(Bloomberg) -- Indian companies have raised a record-breaking $16 billion via share sales to large investors in 2024, with offerings remaining robust despite the typical seasonal lull.
The beeline to raise funds is so strong that three firms, including condom maker Mankind Pharma Ltd. and e-waste recycler Gravita India Ltd. launched secondary sales to raise over $400 million on Monday, according to data compiled by Bloomberg.
A so-called qualified institutional placement, or QIP, allows companies to raise funds from large investors like mutual funds and insurance firms with fewer regulator filings.
Fundraising via this route may total $25 billion in 2025, a new record, said Neha Agarwal, managing director and head of equity capital markets at JM Financial Institutional Securities Ltd. “It’s an easy access to intelligent capital.”

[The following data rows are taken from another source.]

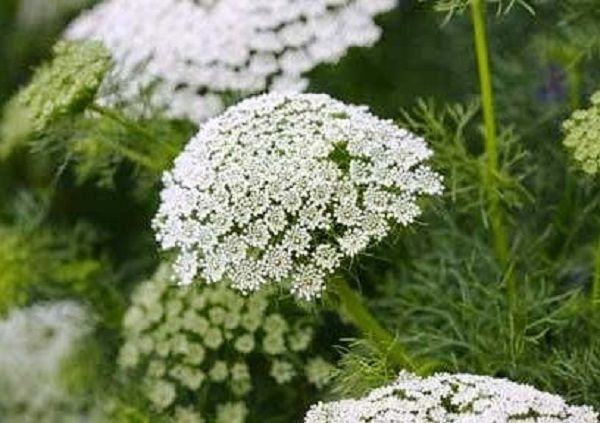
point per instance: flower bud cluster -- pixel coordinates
(582, 132)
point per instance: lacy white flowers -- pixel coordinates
(35, 344)
(282, 188)
(193, 53)
(446, 398)
(202, 349)
(582, 132)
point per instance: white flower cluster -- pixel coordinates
(196, 348)
(196, 52)
(282, 187)
(35, 345)
(446, 398)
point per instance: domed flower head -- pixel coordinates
(201, 350)
(37, 345)
(582, 136)
(446, 398)
(194, 53)
(282, 188)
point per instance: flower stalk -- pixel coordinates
(352, 307)
(595, 299)
(478, 13)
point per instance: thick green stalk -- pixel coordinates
(352, 307)
(596, 281)
(491, 142)
(135, 156)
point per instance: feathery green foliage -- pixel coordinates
(68, 84)
(439, 287)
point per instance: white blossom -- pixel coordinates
(196, 53)
(447, 398)
(35, 345)
(201, 348)
(283, 187)
(35, 13)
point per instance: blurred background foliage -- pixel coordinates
(80, 216)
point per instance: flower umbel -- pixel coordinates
(196, 53)
(200, 342)
(283, 188)
(446, 398)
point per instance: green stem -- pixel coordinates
(596, 281)
(575, 83)
(491, 142)
(352, 307)
(130, 153)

The surge has been fueled by expensive equity valuations, which remain largely intact despite the recent selloff, she said, adding that firms are using the funds to repay debt and to meet capital expenditure.
READ: India’s IPO Boom Seen Extending Into 2025 as Big Deals Queue Up
India has also emerged as one of the busiest venues globally for first-time share sales this year. Over 300 companies have done IPOs that raised almost $18 billion so far in 2024, thanks to robust demand from retail investors and global funds.
(Updates with 2025 forecast for QIP proceeds in fourth paragraph)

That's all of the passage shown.